You're right that miners probably don't care about FP64 performance though. But that's because most popular algorithms for GPU mining these days are more memory-bound than compute-bound.
 
The AMD Vega Frontier Edition still exists if you wanted something to compete with the Titan V. It will get similar performance to this Radeon VII but consume more power.
 
It is absolutely not similar performance. The FP64 performance is only 1/10 of the titan V which was the entire appeal of the VII for scientists - which was also the point of this article.
 
AMD should have released gamer edetion wiht 8 Gb HBM2 and sell it cheaper, it would be an instant success with gamers. No they have a product almost no one wants.
 
And that's where they lost me. I'll just keep my RX580 in my development workstation, radeon instinct cards are simply way out of budget for that, so I wouldn't have canabalized that either.

"If you're into FP64 compute then you should stick with the dedicated hardware and software that supports it."
For production, sure. But not all of us work at places where money grows on trees. There simply isnt budget to outfit every dev with $ 9000+ dedicated hardware.
 
Typical brain-dead NVidia-fanboy article. AMD provides higher FP64 than ANY NVidia card and believes PCIe v3 is good enough to support it; Toms headline reads "AMD Disables FP64 on AMD cards!" - morons.
 
Typical brain-dead NVidia-Fanboy headlline. Most gamer cards provide FP64 at 1/16th or 1/32 of the FP32. AMD does this and Tom's declares, "AMD DISABLES FP64!" which is wrong, as usual !!
 
This was done because business's would buy Radeon VII instead of the card they need, MI50 to save money. But the Radeon VII should be on a cheaper PCB and not designed for 24/7 use in data centers, etc... The RMA numbers would skyrocket within a year and AMD would lose more money because business's were to cheap to buy the right product.
Don't like it, buy Nvidia. They are always willing to rip you off.
 
Headline is wrong. It has double precision, they just gimped the rate so it wouldn't murder Instinct sales. It's a consumer variant, this shouldn't be a shock. Nvidia and AMD have both done this quite a few times.

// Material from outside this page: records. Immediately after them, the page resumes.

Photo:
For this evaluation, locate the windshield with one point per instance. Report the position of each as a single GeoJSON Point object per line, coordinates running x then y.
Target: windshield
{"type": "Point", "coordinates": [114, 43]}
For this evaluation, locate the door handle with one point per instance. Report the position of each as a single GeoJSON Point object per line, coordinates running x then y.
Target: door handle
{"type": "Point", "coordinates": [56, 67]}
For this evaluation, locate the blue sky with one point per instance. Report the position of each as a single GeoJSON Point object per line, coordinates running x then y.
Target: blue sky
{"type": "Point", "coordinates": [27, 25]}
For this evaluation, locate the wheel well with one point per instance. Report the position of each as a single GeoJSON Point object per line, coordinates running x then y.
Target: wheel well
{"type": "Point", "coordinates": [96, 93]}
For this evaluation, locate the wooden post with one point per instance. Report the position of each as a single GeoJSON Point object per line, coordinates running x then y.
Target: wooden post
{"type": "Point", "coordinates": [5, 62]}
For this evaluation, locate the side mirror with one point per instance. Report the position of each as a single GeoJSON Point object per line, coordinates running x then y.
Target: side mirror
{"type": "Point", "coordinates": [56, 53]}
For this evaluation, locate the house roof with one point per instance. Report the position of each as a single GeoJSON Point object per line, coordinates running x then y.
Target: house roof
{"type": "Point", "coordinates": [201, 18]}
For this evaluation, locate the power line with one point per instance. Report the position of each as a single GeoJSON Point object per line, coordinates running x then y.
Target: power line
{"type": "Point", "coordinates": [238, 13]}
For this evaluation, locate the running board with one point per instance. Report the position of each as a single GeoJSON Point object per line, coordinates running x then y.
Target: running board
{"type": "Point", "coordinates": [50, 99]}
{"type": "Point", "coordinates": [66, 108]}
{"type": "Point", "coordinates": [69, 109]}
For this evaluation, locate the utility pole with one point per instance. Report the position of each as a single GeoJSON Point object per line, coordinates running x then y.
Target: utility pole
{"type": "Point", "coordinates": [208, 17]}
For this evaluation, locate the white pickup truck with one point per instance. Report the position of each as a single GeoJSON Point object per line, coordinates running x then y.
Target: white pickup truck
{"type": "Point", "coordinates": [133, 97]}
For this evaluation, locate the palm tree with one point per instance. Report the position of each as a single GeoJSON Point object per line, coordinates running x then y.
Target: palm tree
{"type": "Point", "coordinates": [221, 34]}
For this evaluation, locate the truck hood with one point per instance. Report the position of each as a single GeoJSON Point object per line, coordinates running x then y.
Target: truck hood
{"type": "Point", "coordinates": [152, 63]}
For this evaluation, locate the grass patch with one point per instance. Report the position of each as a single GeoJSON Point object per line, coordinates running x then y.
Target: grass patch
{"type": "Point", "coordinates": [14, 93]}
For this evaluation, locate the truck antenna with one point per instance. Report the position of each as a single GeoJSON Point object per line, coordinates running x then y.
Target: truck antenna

For that matter I can't think of a card that pushes out more FP64 performance at this price point.
 
durring the presentation, they mentioned "content creators" about a hundred times.
Must be selective attention.
The adobe suite - needing no DP, should perform on this card like on a quadro 4000, but for a few thousand less. or like on a Radeon Pro WX 8200, for half the price. We content creaters are poor MF who need bang for the buck.
I'll wait for the TH review (IGOR?!) ... but it's my baby.
 

The story keeps getting better. Ryan Smith at AT says he contacted AMD and the FP64 rate is 1/8 (vs 1/2 native on Vega 20). That's actually less gimped than claimed here, so the FP64 performance should be around DOUBLE what this article claims. 862 x 2 = ~1.7 TFlops! On a consumer card... at consumer card prices. That's substantially more than anything in this price range.

Still no correction here at Brave New Tom's Hardware. Nobody reads comments but the users anyway.

 

He was mistaken and he corrected himself. I was referring to his more recent statement, which included confirmation from AMD.

https://twitter.com/RyanSmithAT/status/1085680805802733568

Either way it CERTAINLY ships with double-precision no matter what the outrageous headline claims, and the actual performance is double what is claimed in the article itself. 1/8 works out to 1/4 of what the MI50 puts out, which is impressive for a consumer card these days.